Palbociclib plus fulvestrant treatment was well-tolerated, and the primary toxicity of asymptomatic neutropenia was effectively managed by dose modification without apparent loss of efficacy. This study appears at ClinicalTrials.gov, NCT01942135.

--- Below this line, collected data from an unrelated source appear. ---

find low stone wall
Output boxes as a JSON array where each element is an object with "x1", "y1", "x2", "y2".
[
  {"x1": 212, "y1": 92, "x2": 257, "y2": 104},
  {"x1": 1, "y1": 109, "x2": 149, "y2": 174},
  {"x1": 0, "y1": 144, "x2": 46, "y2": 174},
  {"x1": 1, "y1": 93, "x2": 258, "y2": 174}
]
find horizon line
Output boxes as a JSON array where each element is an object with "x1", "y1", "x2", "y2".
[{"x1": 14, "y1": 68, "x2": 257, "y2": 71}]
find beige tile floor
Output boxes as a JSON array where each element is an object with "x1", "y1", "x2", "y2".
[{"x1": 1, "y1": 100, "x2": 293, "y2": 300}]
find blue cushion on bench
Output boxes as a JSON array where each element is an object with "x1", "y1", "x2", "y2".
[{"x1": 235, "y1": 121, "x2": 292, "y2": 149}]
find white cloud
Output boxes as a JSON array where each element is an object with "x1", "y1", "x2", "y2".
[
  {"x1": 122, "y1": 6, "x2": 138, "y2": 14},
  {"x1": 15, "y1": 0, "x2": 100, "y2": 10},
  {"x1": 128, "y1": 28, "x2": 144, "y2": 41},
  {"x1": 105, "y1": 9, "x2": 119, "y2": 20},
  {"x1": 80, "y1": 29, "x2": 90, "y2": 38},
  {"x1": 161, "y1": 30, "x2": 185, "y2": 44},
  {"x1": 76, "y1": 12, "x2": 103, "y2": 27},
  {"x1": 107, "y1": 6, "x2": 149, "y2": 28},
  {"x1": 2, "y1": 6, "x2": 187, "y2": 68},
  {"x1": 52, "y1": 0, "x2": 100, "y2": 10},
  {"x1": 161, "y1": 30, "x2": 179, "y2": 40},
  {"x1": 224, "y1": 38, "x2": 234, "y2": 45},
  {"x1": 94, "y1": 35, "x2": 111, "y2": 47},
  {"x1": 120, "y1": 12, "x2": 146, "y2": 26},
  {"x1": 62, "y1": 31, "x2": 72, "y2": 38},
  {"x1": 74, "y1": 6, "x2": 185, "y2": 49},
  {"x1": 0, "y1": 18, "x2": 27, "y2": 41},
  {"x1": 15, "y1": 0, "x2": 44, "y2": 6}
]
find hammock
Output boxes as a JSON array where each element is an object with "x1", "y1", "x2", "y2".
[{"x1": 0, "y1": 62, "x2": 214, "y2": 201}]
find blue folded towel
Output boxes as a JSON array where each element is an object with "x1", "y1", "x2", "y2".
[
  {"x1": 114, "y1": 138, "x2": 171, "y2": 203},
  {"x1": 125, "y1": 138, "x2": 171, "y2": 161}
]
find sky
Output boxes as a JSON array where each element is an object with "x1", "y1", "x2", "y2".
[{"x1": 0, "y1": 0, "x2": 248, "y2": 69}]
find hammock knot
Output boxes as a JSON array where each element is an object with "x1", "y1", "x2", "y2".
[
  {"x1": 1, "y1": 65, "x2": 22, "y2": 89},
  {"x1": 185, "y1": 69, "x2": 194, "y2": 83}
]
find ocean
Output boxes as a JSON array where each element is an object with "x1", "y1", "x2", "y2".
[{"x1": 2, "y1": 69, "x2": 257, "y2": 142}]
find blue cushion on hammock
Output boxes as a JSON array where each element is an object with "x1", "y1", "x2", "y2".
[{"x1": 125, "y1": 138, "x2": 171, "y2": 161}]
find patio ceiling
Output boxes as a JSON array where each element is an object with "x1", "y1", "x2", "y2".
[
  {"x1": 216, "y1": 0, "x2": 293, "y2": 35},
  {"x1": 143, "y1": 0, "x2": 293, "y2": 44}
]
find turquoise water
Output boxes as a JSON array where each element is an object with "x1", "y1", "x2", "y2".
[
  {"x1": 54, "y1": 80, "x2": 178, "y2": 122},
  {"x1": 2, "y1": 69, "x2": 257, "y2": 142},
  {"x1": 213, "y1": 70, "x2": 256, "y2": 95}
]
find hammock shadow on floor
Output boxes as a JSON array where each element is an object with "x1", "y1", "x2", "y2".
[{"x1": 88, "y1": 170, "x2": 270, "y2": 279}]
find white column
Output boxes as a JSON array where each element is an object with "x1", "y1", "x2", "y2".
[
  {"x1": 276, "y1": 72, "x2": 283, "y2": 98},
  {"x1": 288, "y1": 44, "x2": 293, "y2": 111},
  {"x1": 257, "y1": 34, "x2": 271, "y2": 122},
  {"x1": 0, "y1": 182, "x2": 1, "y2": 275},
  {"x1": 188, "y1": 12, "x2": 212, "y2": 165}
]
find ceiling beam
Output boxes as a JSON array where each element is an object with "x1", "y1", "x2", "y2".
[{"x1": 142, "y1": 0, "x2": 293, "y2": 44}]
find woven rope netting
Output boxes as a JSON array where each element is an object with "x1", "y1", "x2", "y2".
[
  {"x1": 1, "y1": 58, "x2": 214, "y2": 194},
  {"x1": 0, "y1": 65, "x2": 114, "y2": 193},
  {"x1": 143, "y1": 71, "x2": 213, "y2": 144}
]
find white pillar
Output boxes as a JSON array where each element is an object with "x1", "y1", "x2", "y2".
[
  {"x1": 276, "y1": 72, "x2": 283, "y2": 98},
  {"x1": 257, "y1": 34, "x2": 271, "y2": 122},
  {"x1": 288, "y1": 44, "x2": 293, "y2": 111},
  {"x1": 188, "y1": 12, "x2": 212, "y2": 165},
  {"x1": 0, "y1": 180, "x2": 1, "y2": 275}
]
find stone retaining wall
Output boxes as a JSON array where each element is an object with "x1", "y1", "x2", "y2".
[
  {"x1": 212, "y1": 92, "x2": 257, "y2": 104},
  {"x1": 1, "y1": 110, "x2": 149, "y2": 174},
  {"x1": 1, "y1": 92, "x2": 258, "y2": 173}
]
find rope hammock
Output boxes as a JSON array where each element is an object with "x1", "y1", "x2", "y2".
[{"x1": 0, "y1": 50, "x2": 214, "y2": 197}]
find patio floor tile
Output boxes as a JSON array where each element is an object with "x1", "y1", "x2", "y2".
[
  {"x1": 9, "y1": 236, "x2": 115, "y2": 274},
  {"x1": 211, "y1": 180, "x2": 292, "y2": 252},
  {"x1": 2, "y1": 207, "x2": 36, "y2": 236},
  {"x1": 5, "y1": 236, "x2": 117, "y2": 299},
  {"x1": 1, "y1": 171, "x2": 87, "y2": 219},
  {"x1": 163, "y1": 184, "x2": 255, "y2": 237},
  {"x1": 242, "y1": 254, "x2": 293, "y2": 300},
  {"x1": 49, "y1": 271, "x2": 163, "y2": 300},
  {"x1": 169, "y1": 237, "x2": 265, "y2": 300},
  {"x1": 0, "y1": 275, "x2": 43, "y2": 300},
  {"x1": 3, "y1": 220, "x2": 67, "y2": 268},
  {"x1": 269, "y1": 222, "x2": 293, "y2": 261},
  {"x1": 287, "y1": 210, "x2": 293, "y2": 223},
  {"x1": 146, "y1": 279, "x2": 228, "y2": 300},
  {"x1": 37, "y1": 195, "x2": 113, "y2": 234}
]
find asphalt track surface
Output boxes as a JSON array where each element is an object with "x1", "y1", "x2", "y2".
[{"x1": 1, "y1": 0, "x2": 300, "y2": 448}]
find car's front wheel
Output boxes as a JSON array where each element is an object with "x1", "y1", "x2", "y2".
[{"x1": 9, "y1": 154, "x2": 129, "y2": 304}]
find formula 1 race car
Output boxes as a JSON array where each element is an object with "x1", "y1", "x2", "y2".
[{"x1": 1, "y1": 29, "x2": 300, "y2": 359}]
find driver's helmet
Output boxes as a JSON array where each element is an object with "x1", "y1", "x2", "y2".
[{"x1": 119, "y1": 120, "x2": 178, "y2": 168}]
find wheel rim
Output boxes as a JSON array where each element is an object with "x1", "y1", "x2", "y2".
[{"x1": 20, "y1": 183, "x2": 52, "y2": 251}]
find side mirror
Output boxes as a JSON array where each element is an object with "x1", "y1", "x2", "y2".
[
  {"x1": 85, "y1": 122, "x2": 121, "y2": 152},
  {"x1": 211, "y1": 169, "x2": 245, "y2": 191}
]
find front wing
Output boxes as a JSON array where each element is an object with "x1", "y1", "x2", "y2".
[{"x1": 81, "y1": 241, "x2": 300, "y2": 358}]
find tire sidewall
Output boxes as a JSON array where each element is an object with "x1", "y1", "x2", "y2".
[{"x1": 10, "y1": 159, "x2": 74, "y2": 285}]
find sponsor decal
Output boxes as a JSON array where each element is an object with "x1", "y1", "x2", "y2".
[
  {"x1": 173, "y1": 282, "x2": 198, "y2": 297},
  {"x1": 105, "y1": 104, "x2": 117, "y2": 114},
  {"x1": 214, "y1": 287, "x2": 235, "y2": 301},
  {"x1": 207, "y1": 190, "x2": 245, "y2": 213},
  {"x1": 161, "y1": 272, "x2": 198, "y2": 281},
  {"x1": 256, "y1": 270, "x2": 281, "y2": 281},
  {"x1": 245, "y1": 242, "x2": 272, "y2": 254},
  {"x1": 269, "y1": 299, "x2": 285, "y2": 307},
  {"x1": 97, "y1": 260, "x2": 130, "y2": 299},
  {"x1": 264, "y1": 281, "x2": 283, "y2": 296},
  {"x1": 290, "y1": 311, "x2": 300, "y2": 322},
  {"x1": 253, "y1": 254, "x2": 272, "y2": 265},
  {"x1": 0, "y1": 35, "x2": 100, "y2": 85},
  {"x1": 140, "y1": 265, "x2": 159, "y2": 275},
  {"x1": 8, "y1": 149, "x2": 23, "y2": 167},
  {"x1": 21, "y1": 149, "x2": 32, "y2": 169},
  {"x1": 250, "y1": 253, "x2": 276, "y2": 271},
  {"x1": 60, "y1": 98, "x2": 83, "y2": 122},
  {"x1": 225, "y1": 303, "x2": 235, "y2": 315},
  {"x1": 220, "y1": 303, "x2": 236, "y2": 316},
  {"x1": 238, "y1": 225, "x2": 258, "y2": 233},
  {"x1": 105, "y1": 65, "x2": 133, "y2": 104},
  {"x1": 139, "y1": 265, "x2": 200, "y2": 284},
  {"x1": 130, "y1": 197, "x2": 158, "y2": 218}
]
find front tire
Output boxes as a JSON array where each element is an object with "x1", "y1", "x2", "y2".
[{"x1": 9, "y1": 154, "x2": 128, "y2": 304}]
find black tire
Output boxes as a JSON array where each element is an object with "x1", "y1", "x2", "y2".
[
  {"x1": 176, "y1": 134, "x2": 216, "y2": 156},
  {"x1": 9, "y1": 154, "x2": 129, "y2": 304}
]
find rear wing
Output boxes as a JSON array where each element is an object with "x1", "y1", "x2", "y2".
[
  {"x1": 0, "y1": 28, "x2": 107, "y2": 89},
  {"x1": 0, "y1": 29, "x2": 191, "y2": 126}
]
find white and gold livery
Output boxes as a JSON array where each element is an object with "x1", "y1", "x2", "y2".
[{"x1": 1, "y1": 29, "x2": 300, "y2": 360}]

Treatment with palbociclib in combination with fulvestrant was generally safe and well-tolerated in patients with hormone receptor (HR)-positive metastatic breast cancer. Consistent with the drug's proposed mechanism of action, palbociclib-related neutropenia differs in its clinical time course, patterns, and consequences from those seen with chemotherapy. Neutropenia can be effectively managed by a dose reduction, interruption, or cycle delay without compromising efficacy. A significant efficacy gain and a favorable safety profile support the consideration of incorporating palbociclib into the routine management of HR-positive/human epidermal growth factor receptor 2-negative metastatic breast cancer.
帕博西尼可增强内分泌治疗效果,并改善激素受体(HR)阳性/人表皮生长因子受体2(HER2)阴性转移性乳腺癌(MBC)的临床结局。由于这是一个新靶点,了解帕博西尼的安全性特征对于有效管理毒性和优化临床获益具有重要临床意义。
将521例内分泌抵抗的HR阳性/HER2阴性MBC患者按2:1随机分组,分别接受氟维司群(500mg肌肉注射),联合或不联合戈舍瑞林,同时口服帕博西尼(每日125mg;3周用药/1周停药)或安慰剂。基线及每个周期第1天的安全性评估包括前2个周期第15天的血细胞计数。通过实验室数据评估血液学毒性。
共517例患者接受治疗(帕博西尼组345例,安慰剂组172例);中位随访时间为8.9个月。使用帕博西尼时,中性粒细胞减少是最常见的3级(55%)和4级(10%)不良事件;≥3级事件的中位发病时间和持续时间分别为16天和7天。亚洲人种以及基线中性粒细胞计数低于中位数与使用帕博西尼发生3 - 4级中性粒细胞减少的几率增加显著相关。针对3 - 4级中性粒细胞减少进行剂量调整对无进展生存期无不良影响。在帕博西尼组,3例(<1%)患者发生发热性中性粒细胞减少。1 - 2级感染的发生率高于安慰剂组。8%的患者发生1级口腔炎。
帕博西尼联合氟维司群治疗耐受性良好,无症状性中性粒细胞减少的主要毒性可通过剂量调整有效管理,且未明显丧失疗效。本研究已在ClinicalTrials.gov注册,编号为NCT01942135。
在激素受体(HR)阳性转移性乳腺癌患者中,帕博西尼联合氟维司群治疗总体安全且耐受性良好。与该药物的作用机制相符,帕博西尼相关的中性粒细胞减少在临床时间进程、模式及后果方面与化疗所致的不同。中性粒细胞减少可通过减量、中断或延迟周期有效管理,而不影响疗效。显著的疗效提升和良好的安全性特征支持将帕博西尼纳入HR阳性/人表皮生长因子受体2阴性转移性乳腺癌的常规管理中。